Il discorso, infatti, va oltre il campo. Anche la società è chiamata a un esame di coscienza. Guardando indietro, a gennaio 2025, sarebbe forse bastato un innesto offensivo in più, una vera alternativa davanti, per cambiare il finale di uno scudetto sfumato per un solo punto. Così come l’assenza di Dumfries ha mostrato tutta la fragilità di una rosa senza ricambi all’altezza in un ruolo chiave. Senza dimenticare un’estate vissuta più di attese che di colpi concreti, con i nomi di Lookman e Koné rimasti poco più che suggestioni.
Eppure, in mezzo alle ombre, c’è una luce che non va ignorata. L’Inter passerà il Natale in testa alla classifica. Un traguardo tutt’altro che scontato, soprattutto dopo quattro sconfitte in Serie A e un’estate tutt’altro che lineare. Segno che la squadra c’è, è viva, ed è competitiva.

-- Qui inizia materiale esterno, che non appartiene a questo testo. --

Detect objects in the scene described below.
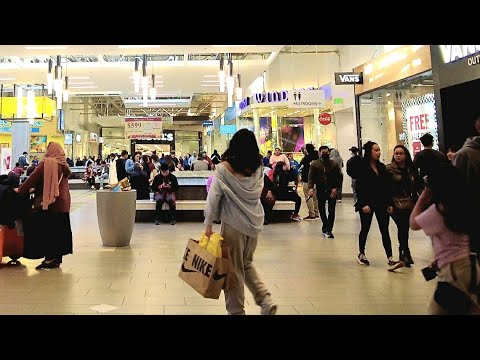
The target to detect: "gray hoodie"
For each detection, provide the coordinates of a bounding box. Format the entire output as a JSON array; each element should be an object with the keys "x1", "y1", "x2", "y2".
[
  {"x1": 204, "y1": 163, "x2": 264, "y2": 237},
  {"x1": 454, "y1": 136, "x2": 480, "y2": 189}
]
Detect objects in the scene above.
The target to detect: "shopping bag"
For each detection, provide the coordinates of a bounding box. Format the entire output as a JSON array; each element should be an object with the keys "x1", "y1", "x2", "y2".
[
  {"x1": 179, "y1": 238, "x2": 231, "y2": 299},
  {"x1": 0, "y1": 221, "x2": 24, "y2": 262}
]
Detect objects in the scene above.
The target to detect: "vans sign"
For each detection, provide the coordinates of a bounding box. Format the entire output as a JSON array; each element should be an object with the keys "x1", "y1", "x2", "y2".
[{"x1": 335, "y1": 72, "x2": 363, "y2": 85}]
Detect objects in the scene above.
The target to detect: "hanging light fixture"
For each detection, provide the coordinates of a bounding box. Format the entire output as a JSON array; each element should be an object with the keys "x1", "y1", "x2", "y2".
[
  {"x1": 219, "y1": 55, "x2": 225, "y2": 92},
  {"x1": 133, "y1": 58, "x2": 140, "y2": 93},
  {"x1": 47, "y1": 58, "x2": 53, "y2": 95},
  {"x1": 227, "y1": 55, "x2": 235, "y2": 107},
  {"x1": 142, "y1": 55, "x2": 148, "y2": 107},
  {"x1": 54, "y1": 55, "x2": 62, "y2": 95},
  {"x1": 16, "y1": 85, "x2": 23, "y2": 118},
  {"x1": 149, "y1": 74, "x2": 156, "y2": 100},
  {"x1": 63, "y1": 76, "x2": 69, "y2": 102},
  {"x1": 236, "y1": 74, "x2": 242, "y2": 101}
]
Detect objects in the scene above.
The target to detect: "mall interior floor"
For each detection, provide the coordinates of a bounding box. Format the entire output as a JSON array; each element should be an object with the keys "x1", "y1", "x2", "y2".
[{"x1": 0, "y1": 190, "x2": 436, "y2": 315}]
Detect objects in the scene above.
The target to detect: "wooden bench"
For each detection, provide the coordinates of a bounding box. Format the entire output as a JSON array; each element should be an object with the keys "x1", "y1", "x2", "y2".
[{"x1": 135, "y1": 199, "x2": 295, "y2": 211}]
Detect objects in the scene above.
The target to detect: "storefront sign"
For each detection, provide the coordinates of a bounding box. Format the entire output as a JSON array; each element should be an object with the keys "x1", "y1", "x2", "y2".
[
  {"x1": 57, "y1": 109, "x2": 65, "y2": 131},
  {"x1": 288, "y1": 89, "x2": 326, "y2": 109},
  {"x1": 124, "y1": 117, "x2": 163, "y2": 139},
  {"x1": 403, "y1": 94, "x2": 438, "y2": 156},
  {"x1": 239, "y1": 97, "x2": 251, "y2": 110},
  {"x1": 253, "y1": 90, "x2": 289, "y2": 104},
  {"x1": 219, "y1": 125, "x2": 237, "y2": 135},
  {"x1": 333, "y1": 98, "x2": 344, "y2": 104},
  {"x1": 89, "y1": 133, "x2": 98, "y2": 142},
  {"x1": 160, "y1": 132, "x2": 174, "y2": 142},
  {"x1": 319, "y1": 113, "x2": 332, "y2": 125},
  {"x1": 335, "y1": 72, "x2": 363, "y2": 85},
  {"x1": 440, "y1": 45, "x2": 480, "y2": 64}
]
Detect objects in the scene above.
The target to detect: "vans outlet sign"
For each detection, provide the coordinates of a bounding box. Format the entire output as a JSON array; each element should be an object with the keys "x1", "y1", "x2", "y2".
[
  {"x1": 335, "y1": 72, "x2": 363, "y2": 85},
  {"x1": 440, "y1": 45, "x2": 480, "y2": 65}
]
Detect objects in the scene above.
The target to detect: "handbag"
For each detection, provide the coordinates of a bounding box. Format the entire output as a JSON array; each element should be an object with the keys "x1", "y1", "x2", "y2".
[
  {"x1": 434, "y1": 281, "x2": 472, "y2": 314},
  {"x1": 392, "y1": 195, "x2": 415, "y2": 211}
]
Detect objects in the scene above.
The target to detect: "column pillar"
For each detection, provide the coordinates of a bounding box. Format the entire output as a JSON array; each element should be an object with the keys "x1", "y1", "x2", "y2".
[
  {"x1": 12, "y1": 121, "x2": 31, "y2": 165},
  {"x1": 253, "y1": 108, "x2": 260, "y2": 145}
]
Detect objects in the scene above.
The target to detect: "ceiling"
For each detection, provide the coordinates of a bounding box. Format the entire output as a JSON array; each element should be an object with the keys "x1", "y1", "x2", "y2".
[
  {"x1": 0, "y1": 45, "x2": 343, "y2": 120},
  {"x1": 0, "y1": 45, "x2": 287, "y2": 119}
]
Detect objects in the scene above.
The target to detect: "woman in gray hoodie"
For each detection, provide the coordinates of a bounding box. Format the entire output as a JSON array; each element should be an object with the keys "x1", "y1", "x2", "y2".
[
  {"x1": 204, "y1": 129, "x2": 277, "y2": 315},
  {"x1": 330, "y1": 148, "x2": 344, "y2": 202}
]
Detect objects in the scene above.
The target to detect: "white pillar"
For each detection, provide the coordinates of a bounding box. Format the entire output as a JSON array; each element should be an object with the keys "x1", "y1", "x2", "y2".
[{"x1": 12, "y1": 121, "x2": 31, "y2": 165}]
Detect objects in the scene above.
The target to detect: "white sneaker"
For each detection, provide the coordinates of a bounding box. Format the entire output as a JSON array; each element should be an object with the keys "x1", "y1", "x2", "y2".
[
  {"x1": 99, "y1": 187, "x2": 104, "y2": 190},
  {"x1": 91, "y1": 185, "x2": 95, "y2": 190},
  {"x1": 260, "y1": 295, "x2": 278, "y2": 315}
]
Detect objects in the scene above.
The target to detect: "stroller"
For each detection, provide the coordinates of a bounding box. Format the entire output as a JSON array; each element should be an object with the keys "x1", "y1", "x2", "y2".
[{"x1": 0, "y1": 173, "x2": 32, "y2": 265}]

Il vero limite, però, è sotto gli occhi di tutti: i big match. Troppe partite pesanti sfuggite di mano, troppi momenti chiave gestiti male quando il margine d’errore era minimo. Si parla di episodi, di presunzione, di cattiva sorte. Ma forse il problema è più profondo: a questa Inter è mancata quella ferocia emotiva che separa le squadre belle da quelle vincenti. Non il gioco, non la qualità, ma la fame.
Ed è qui che entrano in gioco i leader. Bastoni, Barella, Dimarco e capitan Lautaro: colonne tecniche e morali di questo gruppo, chiamate a fare un passo in più quando la pressione sale. Nemmeno Cristian Chivu, nonostante il carisma e il forte senso di appartenenza, è ancora riuscito ad accendere definitivamente quella scintilla nei momenti decisivi.
Il calendario, intanto, non fa sconti. La Dea è in ripresa e sarà il nostro prossimo avversario prima di chiudere definitivamente il 2025, poi un inizio gennaio di fuoco con Bologna, Parma e Napoli. Tre big match nelle prossime quattro gare. Un crocevia emotivo prima ancora che tecnico.
Il bilancio, oggi, resta amaro: zero trofei. Ma proprio da questa consapevolezza deve nascere il salto di qualità. Perché questa Inter gioca un calcio bellissimo. Adesso deve imparare a renderlo pesante. A trasformarlo in vittorie. A farlo diventare storia.